O primeiro livro de filosofia que adquiri foi “Arte Retórica e Arte Poética”, de Aristóteles, no longínquo ano de 1981, eu então um adolescente de 15 anos. A filosofia sempre exerceu grande fascínio sobre mim. Mas, concretamente falando, o que sei de filosofia? Um nonada, como diria Guimarães Rosa. Platão, Aristóteles, Tomás de Aquino, Hegel, Heidegger, Husserl, Derrida, Foucault, Marx, Nietzsche, Wittgenstein, Lévinas. Por mais familiares que esses nomes possam ser não é nada fácil perscrutar ou discorrer a respeito do pensamento de cada um sem ter de recorrer a anotações ou apontamentos. Outra grande descoberta fiz agora: também não sei filosofia.

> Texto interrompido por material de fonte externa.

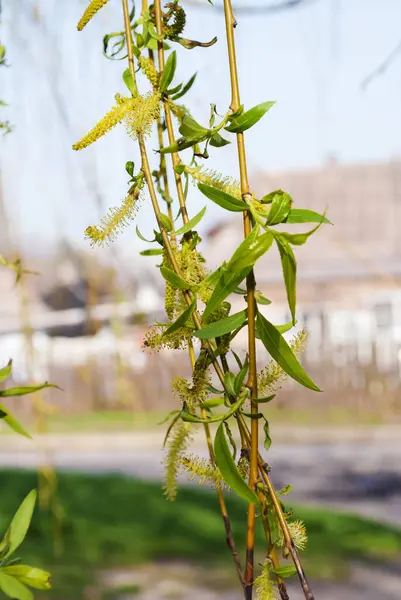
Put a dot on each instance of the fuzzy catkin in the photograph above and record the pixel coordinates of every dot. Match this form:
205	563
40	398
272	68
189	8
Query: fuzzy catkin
90	11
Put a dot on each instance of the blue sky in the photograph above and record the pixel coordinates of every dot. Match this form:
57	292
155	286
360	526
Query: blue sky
310	60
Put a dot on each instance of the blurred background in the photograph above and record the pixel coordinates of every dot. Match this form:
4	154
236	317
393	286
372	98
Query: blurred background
333	141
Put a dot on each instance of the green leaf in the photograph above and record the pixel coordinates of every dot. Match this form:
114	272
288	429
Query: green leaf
168	71
265	399
298	239
141	237
281	352
129	82
285	571
166	222
228	469
187	416
224	200
31	576
186	88
280	208
226	284
181	144
250	250
13	588
151	252
217	141
212	403
249	118
182	319
20	524
191	223
229	383
22	391
268	441
303	215
174	279
219	328
289	266
12	422
190	128
260	298
5	372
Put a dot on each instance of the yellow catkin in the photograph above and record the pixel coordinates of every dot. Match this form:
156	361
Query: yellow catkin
149	70
271	378
176	447
116	219
145	110
91	10
265	587
110	120
226	184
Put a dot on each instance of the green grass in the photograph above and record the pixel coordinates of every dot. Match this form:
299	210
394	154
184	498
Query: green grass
114	521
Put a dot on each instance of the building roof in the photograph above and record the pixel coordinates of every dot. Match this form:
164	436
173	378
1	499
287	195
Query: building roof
364	203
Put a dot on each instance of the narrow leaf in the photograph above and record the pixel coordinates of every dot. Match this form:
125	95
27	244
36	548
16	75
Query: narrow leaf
174	279
281	352
13	588
228	469
182	319
22	391
129	82
249	118
168	71
219	328
289	266
191	223
5	372
20	523
224	200
151	252
280	208
13	423
285	571
217	141
303	215
186	88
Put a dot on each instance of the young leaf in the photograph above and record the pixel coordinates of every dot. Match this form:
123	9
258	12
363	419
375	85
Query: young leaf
5	372
186	88
223	199
268	441
217	141
129	82
281	352
260	298
250	250
151	252
19	525
285	571
191	223
165	221
227	282
228	469
168	71
174	279
280	208
303	215
182	319
22	391
13	423
249	118
31	576
289	266
219	328
13	588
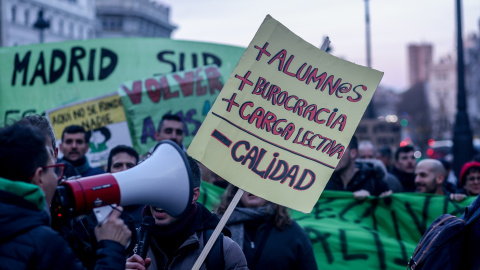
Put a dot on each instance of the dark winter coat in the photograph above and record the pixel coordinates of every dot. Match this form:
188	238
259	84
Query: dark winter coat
366	178
471	249
268	247
186	255
27	241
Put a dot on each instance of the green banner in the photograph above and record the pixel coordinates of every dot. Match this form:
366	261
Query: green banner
40	77
377	233
188	94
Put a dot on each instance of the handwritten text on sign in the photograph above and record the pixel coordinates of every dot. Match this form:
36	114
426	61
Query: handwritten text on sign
284	118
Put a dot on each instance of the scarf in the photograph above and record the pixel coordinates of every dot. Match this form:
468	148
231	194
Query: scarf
170	238
241	215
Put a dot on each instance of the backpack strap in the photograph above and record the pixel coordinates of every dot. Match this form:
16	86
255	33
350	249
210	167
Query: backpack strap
215	259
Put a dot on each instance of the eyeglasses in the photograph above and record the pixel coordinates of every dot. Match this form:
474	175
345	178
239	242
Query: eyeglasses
473	178
59	169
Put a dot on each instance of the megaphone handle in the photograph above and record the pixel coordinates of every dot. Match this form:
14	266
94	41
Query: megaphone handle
218	229
102	212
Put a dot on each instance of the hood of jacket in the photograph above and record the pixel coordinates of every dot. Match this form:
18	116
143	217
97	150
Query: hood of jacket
21	208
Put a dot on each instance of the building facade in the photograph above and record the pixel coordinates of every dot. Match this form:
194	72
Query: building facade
420	59
132	18
68	20
442	97
81	19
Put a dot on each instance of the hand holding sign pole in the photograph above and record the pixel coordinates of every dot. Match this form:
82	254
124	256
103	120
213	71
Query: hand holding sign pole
226	142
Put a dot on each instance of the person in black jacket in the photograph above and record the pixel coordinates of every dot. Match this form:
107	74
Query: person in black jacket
361	178
269	238
404	167
28	181
176	243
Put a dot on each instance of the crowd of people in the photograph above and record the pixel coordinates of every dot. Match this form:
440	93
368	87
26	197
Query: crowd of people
258	235
365	171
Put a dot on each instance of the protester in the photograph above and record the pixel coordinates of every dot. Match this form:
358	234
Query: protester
170	128
28	180
429	177
269	238
358	177
471	248
384	154
368	153
366	150
450	183
42	123
176	243
404	167
121	158
74	146
470	178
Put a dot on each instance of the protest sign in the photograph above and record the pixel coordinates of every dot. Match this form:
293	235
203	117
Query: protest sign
284	118
376	233
380	133
103	117
188	94
39	77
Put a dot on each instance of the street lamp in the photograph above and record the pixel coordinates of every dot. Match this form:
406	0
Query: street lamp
41	24
462	134
370	112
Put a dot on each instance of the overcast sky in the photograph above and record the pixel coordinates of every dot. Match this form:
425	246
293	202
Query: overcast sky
393	24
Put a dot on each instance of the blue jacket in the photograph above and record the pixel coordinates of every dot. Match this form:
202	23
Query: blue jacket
27	241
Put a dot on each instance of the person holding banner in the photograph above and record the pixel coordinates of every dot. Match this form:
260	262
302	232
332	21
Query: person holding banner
470	178
358	177
404	167
74	146
176	243
269	238
170	128
122	158
28	181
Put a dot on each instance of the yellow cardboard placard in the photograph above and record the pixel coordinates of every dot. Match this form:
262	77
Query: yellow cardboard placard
91	114
284	118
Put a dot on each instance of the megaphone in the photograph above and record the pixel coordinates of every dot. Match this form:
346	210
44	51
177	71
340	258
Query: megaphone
163	180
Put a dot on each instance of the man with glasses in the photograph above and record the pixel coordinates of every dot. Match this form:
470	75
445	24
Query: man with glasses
170	128
42	123
74	146
28	181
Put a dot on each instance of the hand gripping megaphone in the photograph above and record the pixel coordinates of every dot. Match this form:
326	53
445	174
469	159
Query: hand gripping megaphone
163	180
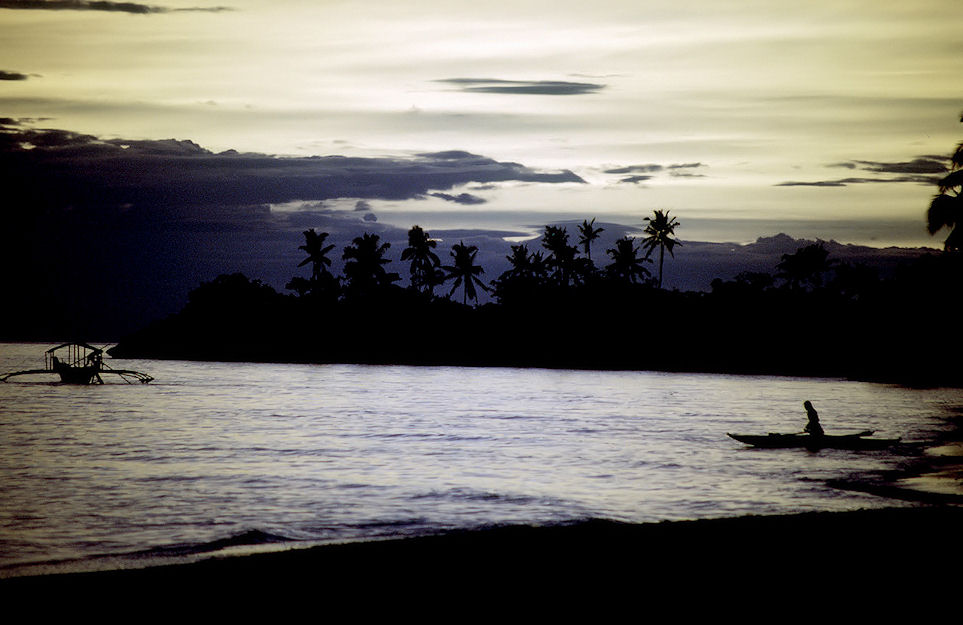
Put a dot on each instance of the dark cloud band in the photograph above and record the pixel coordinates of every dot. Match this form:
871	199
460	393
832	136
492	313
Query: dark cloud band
522	87
55	169
99	5
921	170
4	75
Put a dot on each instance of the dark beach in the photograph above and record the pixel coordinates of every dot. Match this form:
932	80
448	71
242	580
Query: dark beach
860	556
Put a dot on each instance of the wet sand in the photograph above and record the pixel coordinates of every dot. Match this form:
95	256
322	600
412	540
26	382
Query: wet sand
860	557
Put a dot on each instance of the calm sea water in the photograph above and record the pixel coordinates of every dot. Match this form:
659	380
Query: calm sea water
253	452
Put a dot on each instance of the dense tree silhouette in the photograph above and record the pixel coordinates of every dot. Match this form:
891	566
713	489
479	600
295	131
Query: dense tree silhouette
317	252
626	265
946	209
322	282
425	266
806	268
561	260
588	233
465	272
660	233
364	267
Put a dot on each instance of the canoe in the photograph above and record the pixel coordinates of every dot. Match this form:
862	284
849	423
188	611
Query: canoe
808	441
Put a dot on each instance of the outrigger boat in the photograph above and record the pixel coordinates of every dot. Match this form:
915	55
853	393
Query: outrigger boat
826	441
79	363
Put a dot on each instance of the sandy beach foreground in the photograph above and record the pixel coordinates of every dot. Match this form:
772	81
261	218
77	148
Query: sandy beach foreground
864	554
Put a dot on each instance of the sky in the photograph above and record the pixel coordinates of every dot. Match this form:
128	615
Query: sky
145	147
739	116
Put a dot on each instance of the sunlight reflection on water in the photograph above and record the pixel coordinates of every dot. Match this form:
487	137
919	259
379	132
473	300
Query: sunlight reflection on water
211	450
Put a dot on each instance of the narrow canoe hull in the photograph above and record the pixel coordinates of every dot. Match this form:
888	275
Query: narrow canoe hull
807	441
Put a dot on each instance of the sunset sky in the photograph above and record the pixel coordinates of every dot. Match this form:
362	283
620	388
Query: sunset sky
823	118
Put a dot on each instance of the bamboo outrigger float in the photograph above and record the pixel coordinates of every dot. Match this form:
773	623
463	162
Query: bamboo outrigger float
79	363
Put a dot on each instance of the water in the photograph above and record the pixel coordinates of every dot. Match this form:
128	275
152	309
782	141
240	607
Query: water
211	451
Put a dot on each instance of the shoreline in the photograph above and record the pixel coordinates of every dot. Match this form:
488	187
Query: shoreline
588	551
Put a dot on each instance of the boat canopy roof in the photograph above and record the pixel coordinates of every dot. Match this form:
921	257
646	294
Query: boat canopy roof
75	346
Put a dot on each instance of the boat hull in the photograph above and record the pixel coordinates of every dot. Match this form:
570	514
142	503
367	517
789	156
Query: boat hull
808	441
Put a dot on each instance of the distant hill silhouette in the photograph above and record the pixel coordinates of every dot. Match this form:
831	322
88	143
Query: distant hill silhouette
809	314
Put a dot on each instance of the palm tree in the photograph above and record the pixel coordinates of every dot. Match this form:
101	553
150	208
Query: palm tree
555	240
425	264
465	272
364	266
317	252
946	209
806	267
588	233
626	264
660	233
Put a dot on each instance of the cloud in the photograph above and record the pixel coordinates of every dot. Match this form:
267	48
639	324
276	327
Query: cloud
919	165
842	182
100	5
524	87
4	75
635	179
644	172
634	169
920	170
461	198
56	169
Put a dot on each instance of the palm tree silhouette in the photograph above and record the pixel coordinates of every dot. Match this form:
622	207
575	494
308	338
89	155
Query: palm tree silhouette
521	264
660	233
465	272
555	240
806	267
425	264
588	233
626	263
946	209
317	252
364	266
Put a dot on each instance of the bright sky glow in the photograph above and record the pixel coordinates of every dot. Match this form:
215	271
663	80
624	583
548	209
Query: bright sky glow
758	93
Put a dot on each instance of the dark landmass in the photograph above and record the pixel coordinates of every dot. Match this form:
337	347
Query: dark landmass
867	561
867	328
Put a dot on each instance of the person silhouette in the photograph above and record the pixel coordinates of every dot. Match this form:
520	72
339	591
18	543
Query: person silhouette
812	427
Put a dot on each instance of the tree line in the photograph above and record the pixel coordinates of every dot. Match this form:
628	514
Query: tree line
559	264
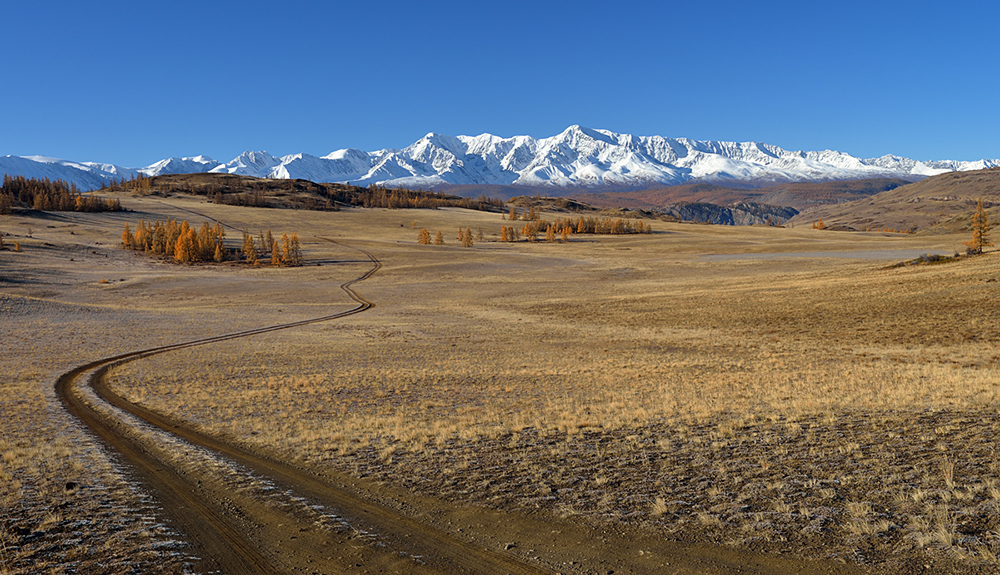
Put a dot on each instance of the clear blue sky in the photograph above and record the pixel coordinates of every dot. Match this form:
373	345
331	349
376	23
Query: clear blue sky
133	82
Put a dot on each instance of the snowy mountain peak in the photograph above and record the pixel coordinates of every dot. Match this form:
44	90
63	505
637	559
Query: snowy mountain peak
577	156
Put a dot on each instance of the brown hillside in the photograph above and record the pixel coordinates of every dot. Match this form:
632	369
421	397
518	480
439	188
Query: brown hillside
799	195
939	204
241	190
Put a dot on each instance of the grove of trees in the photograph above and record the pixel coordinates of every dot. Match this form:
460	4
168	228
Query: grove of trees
184	244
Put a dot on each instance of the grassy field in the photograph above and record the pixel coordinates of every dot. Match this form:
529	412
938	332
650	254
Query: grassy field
705	383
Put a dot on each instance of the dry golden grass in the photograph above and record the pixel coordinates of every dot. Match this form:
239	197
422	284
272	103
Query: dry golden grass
819	405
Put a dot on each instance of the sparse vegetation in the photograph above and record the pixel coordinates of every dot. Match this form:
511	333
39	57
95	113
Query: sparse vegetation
808	406
183	244
980	230
47	195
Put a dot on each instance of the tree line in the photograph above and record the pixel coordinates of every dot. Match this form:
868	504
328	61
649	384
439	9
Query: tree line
565	227
50	195
182	243
233	189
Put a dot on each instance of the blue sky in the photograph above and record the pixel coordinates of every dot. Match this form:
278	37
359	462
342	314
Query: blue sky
133	82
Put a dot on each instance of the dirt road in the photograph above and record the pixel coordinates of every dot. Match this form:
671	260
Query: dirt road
247	512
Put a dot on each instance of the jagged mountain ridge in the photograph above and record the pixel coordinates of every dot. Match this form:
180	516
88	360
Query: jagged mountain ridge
577	157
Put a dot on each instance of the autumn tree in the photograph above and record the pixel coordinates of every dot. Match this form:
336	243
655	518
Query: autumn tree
128	240
249	250
980	231
286	249
296	250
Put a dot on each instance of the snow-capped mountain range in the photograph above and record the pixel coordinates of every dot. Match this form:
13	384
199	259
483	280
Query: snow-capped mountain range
578	157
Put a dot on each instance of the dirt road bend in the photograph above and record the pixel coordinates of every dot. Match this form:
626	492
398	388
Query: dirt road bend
249	512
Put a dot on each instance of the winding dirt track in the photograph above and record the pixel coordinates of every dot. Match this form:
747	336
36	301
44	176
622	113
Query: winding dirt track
272	526
235	532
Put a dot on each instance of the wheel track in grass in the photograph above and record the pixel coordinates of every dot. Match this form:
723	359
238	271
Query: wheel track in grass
380	530
234	533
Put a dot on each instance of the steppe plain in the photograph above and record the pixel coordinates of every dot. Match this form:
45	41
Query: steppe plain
779	398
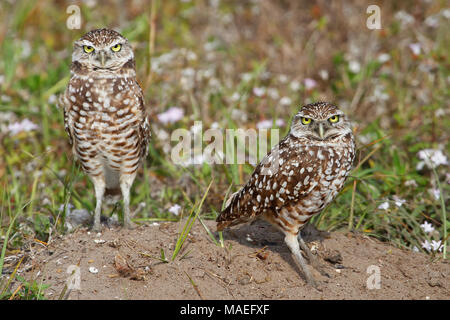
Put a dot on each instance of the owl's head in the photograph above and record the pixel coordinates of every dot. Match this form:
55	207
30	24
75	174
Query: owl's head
320	121
102	50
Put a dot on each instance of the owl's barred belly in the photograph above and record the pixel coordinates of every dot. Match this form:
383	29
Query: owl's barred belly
326	180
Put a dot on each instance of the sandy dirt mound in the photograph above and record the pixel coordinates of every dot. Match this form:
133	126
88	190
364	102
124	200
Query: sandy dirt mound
258	266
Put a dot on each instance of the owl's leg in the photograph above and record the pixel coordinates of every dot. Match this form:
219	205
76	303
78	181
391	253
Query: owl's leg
312	259
99	186
126	182
293	244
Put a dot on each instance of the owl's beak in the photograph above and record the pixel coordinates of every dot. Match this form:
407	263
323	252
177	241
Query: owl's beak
321	130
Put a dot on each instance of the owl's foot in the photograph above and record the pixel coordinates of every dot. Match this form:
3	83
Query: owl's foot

A paixão pela astronomia me consome desde a mais tenra idade. Basta uma olhada rápida em minha biblioteca, e logo você encontrará as principais obras de Albert Einstein, Stephen Hawking, Carl Sagan, Ronaldo Rogério de Freitas Mourão e Marcelo Gleiser, todos eles cientistas, físicos ou astrônomos com obras destinadas ao grande público, aos aficionados pela Astronomia: física quântica, planetas, buracos negros, íons, prótons, nêutrons, curvaturas no espaço, infinitude, estrelas anãs, super novas, relatividade gravitacional. De fato, o Universo é fascinante, mas diante de tamanha complexidade, de pouco serviram as horas que passei debruçado sobre a obra desses autores. Continuo, ainda hoje, leigo em Astronomia.
A vontade de compreender o ser humano nas suas mais diversas formas, também me conduziu a leituras variadas: Freud, de novo Marx, novamente Nietzsche, Lacan, Jung e, mais recentemente, René Girard. Essa procura me levou, durante pelo menos dez anos, a buscar na literatura de ficção respostas para as minhas inúmeras perguntas, mas, sobretudo, para uma fulcral: o que é o homem? Dostoievski, Machado de Assis, Shakespeare, Guimarães Rosa, Ismail Kadaré, Antônio Torres, Cervantes, Saramago. A lista é imensa. Infindável. Todas as possíveis respostas encontradas nesses autores são datadas; ou seja, estão presas ao tempo e ao espaço. Não há nada de definitivo.
Permanece o mistério. Nenhuma busca, no entanto, é de todo inútil. Embora as ciências do homem sejam de fundamental importância para a compreensão do Universo e da própria Pessoa Humana, “há, como diria Shakespeare, mais mistérios entre o Céu e a Terra do que toda a nossa vã filosofia”. E mais: se queremos buscar respostas definitivas para as nossas inúmeras e inquietantes perguntas, devemos, também, procurar, ou, pelo menos, considerar outras fontes.
Ainda que depois de toda essa digressão continue convicto de que de nada sei, posso afirmar, pelo menos, que, para meu contentamento, já encontrei Aquela Fonte onde estão as respostas para as perguntas que buscava. E você também pode encontrar. Basta querer. Um detalhe apenas para terminar: é fundamental perceber-se limitado e ter a clara consciência de que nada sabe.